Darius et moi-même étions traders en devises avant de devenir avocats. Comme nous l’avons indiqué dans notre rapport précédent, nous estimons que ses supérieurs hiérarchiques directs de SocGen connaissaient un grand nombre de ses positions non couvertes, tenant compte de sa place au sein de l’équipe Delta One, de ses rapports de trésorerie, etc. Les gains de trading extraordinairement élevés de Kerviel devaient indiquer qu’il effectuait des opérations en dehors des limites de son mandat officiel et permettre de détecter ses agissements. Même les témoins de SocGen ont témoigné que plusieurs bases de données, où toutes les opérations de trading pouvaient être suivies, étaient à la disposition des supérieurs hiérarchiques de Kerviel. (Pour plus de détails sur les agissements de Kerviel, vous pouvez accéder à notre article précédent dans le lien ci-dessus).

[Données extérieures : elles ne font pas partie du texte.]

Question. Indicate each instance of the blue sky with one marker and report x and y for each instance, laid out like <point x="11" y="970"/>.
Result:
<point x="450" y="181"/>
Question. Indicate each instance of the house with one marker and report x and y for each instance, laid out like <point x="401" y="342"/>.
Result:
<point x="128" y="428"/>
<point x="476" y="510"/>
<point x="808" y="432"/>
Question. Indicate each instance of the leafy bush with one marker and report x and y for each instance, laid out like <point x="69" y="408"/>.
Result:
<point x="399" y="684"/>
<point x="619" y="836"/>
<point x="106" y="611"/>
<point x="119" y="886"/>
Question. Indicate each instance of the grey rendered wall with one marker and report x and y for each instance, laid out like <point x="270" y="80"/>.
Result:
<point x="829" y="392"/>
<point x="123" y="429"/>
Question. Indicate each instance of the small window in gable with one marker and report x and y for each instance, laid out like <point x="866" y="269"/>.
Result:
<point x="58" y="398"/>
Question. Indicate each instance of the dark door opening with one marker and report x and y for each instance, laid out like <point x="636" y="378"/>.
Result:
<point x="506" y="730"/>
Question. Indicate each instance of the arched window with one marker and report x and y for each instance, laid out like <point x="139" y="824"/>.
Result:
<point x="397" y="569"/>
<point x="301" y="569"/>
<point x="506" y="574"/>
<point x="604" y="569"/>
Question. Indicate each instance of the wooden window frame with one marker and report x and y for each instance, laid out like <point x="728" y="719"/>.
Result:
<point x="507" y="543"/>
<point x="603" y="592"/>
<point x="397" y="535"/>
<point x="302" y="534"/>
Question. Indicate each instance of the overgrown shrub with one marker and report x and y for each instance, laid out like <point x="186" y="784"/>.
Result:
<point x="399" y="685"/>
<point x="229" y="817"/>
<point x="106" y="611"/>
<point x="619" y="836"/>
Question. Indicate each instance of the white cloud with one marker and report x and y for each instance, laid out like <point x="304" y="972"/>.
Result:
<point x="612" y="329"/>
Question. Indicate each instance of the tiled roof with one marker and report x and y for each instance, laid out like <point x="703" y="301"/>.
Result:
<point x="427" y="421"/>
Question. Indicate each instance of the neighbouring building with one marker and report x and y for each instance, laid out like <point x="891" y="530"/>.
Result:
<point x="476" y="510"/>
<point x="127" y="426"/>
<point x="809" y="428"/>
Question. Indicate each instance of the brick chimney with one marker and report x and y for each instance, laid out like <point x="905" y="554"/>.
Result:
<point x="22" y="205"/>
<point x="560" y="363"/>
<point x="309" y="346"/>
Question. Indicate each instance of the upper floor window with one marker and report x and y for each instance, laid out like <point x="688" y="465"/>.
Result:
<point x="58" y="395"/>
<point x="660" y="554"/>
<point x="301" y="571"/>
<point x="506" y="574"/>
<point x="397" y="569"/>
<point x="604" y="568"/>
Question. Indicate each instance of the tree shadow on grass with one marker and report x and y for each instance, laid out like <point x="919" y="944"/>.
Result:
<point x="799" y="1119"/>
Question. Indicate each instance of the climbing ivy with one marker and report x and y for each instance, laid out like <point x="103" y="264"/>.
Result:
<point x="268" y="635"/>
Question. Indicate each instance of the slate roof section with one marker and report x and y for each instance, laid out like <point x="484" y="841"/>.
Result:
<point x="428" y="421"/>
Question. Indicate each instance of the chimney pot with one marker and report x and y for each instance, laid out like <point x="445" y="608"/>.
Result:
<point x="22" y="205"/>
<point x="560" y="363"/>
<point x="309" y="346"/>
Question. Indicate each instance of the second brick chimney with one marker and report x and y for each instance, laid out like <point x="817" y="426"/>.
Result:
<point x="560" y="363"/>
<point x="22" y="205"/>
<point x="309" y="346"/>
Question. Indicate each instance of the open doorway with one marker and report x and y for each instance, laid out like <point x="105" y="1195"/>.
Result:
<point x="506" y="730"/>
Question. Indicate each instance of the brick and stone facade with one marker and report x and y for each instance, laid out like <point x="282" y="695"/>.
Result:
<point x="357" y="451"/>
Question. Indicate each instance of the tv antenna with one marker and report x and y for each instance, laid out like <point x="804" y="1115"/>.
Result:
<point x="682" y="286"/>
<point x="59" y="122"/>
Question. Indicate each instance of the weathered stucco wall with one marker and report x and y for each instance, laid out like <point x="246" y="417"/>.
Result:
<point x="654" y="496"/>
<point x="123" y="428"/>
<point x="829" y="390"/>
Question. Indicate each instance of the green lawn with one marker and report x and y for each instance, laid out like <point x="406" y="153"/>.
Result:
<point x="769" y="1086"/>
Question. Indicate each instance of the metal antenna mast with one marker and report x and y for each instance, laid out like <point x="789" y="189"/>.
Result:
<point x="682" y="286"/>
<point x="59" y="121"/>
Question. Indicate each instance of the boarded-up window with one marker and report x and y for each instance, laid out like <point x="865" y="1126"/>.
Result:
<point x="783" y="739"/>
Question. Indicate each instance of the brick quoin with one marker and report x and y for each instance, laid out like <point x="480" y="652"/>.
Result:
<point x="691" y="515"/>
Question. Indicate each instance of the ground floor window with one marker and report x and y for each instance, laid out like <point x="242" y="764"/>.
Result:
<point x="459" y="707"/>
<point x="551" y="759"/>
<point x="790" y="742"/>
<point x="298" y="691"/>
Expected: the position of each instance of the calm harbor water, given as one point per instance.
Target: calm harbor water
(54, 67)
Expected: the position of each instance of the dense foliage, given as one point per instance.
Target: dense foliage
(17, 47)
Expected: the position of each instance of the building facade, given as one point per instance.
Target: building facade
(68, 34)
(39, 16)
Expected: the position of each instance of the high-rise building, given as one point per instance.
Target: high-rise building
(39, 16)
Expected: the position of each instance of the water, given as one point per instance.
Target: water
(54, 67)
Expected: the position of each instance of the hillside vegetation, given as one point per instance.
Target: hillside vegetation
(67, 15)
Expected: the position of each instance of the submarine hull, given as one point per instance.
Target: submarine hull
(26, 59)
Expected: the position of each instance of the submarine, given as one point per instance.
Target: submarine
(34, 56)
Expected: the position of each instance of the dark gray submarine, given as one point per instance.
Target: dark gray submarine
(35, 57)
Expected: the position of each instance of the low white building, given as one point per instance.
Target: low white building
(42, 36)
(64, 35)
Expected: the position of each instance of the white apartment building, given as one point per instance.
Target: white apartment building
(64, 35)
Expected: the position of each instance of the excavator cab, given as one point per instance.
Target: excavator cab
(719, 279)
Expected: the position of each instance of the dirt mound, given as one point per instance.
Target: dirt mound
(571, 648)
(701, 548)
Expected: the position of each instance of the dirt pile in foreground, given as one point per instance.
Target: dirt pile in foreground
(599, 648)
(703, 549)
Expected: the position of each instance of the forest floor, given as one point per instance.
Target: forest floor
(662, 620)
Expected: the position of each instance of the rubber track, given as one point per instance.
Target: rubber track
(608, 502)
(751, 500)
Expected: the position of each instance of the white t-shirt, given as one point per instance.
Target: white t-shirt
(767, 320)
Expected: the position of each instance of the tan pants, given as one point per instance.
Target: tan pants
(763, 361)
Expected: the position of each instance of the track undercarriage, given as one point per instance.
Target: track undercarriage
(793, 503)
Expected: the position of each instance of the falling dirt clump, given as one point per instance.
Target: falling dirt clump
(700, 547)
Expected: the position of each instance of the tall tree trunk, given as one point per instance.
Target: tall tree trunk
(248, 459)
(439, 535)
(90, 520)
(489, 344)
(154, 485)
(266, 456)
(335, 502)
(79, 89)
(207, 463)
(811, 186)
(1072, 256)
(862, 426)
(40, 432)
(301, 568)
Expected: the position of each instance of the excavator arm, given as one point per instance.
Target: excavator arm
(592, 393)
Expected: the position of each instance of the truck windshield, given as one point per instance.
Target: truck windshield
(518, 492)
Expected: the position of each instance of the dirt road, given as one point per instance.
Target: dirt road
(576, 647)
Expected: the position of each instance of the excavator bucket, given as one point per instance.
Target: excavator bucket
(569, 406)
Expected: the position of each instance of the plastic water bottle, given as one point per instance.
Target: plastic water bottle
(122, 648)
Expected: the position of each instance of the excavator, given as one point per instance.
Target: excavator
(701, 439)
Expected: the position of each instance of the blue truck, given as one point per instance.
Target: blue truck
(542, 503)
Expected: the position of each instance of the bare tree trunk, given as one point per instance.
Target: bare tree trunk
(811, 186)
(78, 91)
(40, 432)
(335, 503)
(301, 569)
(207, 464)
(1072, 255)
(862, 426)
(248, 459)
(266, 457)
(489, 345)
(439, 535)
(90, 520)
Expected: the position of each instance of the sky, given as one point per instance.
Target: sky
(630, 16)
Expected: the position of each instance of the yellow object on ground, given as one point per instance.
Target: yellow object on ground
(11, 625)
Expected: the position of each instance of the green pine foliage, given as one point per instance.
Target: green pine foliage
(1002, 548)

On en revient toujours en fait au petit jeu classique des petits coups de coude et clins d’œil de connivence, des « yeux grand fermés ». Ce n’est un secret pour personne que les institutions de tous types allègent les procédures de gestion des risques en période faste et lorsque les flux de profit s’accélèrent. Le but du jeu est le suivant : équilibrer les gains potentiels d’une opération risquée par rapport aux pertes potentielles. Prendre avantage des opportunités ou privilégier la gestion des risques. Tout le jeu gouvernance-risque-conformité, mais sous un angle légèrement différent.

Mais replaçons l’affaire en perspective : Kerviel et les gains imaginaires de Bernard Madoff et d’autres escrocs peuvent bien représenter une perte de près de 100 Md$, mais le coût des transactions (imprudemment) légalisées devraient dépasser un total de 2 200 Md$ de pertes selon le FMI.